How Colleges Are Cracking Down on Students Now
The New York Times
Colleges are using surveillance videos and search warrants to investigate students involved in pro-Palestinian protests. Experts say it’s a new frontier in campus security that could threaten civil liberties.
At the University of Pennsylvania last fall, someone splattered red paint on a statue honoring Benjamin Franklin, the school’s founder.
Within hours, campus workers washed it off. But the university was eager to find the culprit.
A pro-Palestinian group had claimed responsibility on social media. The university examined footage and identified a student’s cellphone number using data from the campus Wi-Fi near the statue at the time it was vandalized. Campus police obtained a search warrant for T-Mobile’s call records for the phone, and later a warrant to seize the phone itself.

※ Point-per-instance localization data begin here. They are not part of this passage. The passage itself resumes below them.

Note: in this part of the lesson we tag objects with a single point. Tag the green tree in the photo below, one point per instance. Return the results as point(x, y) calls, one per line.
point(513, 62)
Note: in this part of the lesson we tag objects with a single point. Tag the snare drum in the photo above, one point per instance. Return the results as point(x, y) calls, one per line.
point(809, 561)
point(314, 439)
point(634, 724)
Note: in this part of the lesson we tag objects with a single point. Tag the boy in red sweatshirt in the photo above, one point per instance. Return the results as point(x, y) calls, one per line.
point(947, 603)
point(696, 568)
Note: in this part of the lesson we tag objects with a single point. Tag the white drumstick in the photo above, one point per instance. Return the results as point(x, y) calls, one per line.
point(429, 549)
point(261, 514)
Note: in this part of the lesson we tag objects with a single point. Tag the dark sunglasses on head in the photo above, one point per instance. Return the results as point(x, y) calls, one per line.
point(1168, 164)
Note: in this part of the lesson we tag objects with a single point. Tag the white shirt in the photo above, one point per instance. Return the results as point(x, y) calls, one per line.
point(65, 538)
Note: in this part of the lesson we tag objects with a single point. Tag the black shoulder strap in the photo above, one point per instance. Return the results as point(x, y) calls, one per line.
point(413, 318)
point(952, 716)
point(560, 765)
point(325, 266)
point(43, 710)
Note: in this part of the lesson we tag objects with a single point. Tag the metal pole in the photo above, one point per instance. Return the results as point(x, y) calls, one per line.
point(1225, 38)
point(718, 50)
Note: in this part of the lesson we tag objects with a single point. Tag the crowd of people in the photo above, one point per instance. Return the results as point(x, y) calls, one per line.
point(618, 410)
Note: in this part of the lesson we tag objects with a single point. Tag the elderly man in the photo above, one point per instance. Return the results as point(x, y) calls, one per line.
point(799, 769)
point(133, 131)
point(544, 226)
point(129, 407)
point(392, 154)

On Oct. 18 at 6 a.m., armed campus and city police appeared at the off-campus home of a student believed to be the phone’s owner. A neighbor said they shined lights into her bedroom window, holding guns. Then they entered the student’s apartment and seized his phone, according to a police filing.
Months later, the student has not been charged with any crime.
The Penn investigation, which remains open, is one of several across the country in which universities have turned to more sophisticated technology and shows of police force to investigate student vandalism and other property crimes related to pro-Palestinian demonstrations. (The student who had his phone seized did not respond to an interview request.)